Ils commandent aussi les services d’entreprises permettant d’acheter à peu de frais des abonnés, des « j’aime » ou des partages en masse, permettant d’amplifier artificiellement la visibilité des campagnes. « Harceler un journaliste de manière massive n’a jamais été aussi simple – et aussi peu coûteux », dénonce RSF, en fustigeant les entreprises comme Devumi qui vendent des « vues » et autres « likes ». L’usage de bots, des programmes automatisés, est aussi répandu, tout comme la « sponsorisation » de publications, qui consiste à payer pour que celles-ci gagnent en visibilité sur un réseau social par exemple.

Donald Trump « encourage »

Au passage, l’ONG égratigne aussi le président états-unien.

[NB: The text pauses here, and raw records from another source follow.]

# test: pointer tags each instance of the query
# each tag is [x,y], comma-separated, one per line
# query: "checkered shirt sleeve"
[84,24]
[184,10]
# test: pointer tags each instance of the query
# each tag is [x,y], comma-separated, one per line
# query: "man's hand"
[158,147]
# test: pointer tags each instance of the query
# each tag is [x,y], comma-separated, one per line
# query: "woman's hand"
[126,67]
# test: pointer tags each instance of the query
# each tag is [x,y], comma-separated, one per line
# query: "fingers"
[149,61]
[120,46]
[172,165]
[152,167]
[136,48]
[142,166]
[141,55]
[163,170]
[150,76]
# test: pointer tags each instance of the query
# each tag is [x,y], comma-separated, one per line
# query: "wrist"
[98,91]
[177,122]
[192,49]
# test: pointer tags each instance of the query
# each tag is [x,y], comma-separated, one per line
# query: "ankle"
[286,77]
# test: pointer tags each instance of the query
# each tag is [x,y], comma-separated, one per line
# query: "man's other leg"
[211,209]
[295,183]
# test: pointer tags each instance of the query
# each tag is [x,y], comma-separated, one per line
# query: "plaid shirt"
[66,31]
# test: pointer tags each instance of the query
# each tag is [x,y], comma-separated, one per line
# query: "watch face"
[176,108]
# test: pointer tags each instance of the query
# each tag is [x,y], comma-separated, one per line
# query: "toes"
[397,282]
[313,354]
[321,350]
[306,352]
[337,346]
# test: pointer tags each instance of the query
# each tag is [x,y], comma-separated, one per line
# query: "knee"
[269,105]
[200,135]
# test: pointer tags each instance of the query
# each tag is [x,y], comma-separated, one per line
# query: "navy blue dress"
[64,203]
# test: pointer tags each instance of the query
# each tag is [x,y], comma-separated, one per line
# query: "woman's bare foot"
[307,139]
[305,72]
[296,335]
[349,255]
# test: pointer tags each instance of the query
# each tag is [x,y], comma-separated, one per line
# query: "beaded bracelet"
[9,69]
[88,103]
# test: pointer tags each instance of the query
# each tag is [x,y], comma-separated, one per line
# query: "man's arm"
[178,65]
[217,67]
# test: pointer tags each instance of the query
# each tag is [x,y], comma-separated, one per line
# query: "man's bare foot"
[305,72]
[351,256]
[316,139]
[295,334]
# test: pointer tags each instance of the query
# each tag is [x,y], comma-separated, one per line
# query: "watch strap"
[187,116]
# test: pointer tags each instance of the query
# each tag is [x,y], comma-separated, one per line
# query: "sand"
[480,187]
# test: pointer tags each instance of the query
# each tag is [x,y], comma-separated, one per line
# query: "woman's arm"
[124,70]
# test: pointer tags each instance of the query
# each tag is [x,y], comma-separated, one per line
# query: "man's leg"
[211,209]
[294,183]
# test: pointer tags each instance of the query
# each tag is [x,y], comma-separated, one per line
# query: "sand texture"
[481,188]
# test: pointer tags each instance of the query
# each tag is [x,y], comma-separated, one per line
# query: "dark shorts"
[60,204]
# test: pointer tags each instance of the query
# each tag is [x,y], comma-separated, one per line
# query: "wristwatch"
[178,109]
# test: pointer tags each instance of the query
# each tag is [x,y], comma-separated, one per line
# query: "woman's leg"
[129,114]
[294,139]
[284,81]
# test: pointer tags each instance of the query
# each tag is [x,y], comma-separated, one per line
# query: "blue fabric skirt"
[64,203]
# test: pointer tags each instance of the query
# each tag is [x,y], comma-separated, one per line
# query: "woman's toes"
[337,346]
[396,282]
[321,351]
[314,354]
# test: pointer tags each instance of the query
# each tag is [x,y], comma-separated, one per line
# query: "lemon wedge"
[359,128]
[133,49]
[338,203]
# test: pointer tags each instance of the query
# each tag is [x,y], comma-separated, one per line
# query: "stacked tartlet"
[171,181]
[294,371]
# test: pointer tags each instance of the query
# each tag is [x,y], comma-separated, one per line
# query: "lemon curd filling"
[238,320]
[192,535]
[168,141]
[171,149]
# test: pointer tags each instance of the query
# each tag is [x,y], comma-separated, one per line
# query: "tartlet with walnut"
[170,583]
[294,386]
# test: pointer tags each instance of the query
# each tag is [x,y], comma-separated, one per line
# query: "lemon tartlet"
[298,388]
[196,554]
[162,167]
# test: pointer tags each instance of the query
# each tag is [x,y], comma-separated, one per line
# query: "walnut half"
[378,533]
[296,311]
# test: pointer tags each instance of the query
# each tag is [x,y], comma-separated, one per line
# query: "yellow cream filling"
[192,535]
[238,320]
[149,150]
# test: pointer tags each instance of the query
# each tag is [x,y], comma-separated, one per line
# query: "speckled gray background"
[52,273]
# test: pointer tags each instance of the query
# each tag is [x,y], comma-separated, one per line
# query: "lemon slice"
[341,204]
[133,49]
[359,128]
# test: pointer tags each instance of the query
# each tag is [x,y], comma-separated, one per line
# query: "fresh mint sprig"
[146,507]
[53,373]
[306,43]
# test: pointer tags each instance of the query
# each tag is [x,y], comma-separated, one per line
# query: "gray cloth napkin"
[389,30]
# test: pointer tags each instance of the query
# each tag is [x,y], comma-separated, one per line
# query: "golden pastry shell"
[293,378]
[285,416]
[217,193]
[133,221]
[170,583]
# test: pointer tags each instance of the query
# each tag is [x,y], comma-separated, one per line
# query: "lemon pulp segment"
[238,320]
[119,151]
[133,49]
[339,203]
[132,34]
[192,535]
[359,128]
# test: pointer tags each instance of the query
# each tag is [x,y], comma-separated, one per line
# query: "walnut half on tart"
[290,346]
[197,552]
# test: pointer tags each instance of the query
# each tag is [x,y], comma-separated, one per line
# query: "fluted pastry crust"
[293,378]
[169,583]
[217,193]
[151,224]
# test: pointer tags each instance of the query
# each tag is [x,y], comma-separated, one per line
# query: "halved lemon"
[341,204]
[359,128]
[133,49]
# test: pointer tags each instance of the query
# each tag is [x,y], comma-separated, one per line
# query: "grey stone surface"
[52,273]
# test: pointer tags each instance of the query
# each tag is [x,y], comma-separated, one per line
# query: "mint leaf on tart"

Sans l’accuser d’être à l’origine de telles campagnes, elle lui reproche le climat qu’il instaure, en n’ayant « de cesse de haranguer les journalistes, les taxant de “fake news” à chaque nouvelle publiée n’allant pas dans son sens ». Un comportement qui « encourage », selon RSF, les incivilités en ligne.

Comment lutter contre ce phénomène ? L’organisation émet 25 recommandations, destinées aux Etats, aux organisations internationales, aux plates-formes, aux médias, mais aussi aux annonceurs. Aux premiers, elle demande notamment de « renforcer le cadre légal permettant la répression du harcèlement des journalistes en ligne, et l’appliquer strictement » et de ne pas, eux-mêmes, lancer ce type de campagne. Elle leur recommande aussi, point délicat, de « renforcer la responsabilité des plates-formes en ligne (…), sans pour autant leur conférer un pouvoir de contrôle des contenus ou de censure ».

Ces dernières devraient, selon Reporters sans frontières, faire preuve de davantage de transparence sur leurs règles de modération, et faire attention « à ce que ces règles ne soient pas détournées de leur finalité pour faire taire des journalistes » – lors de campagnes de harcèlement, les comptes de journalistes sont souvent « signalés » par de nombreux internautes mal intentionnés pour demander leur fermeture aux plates-formes.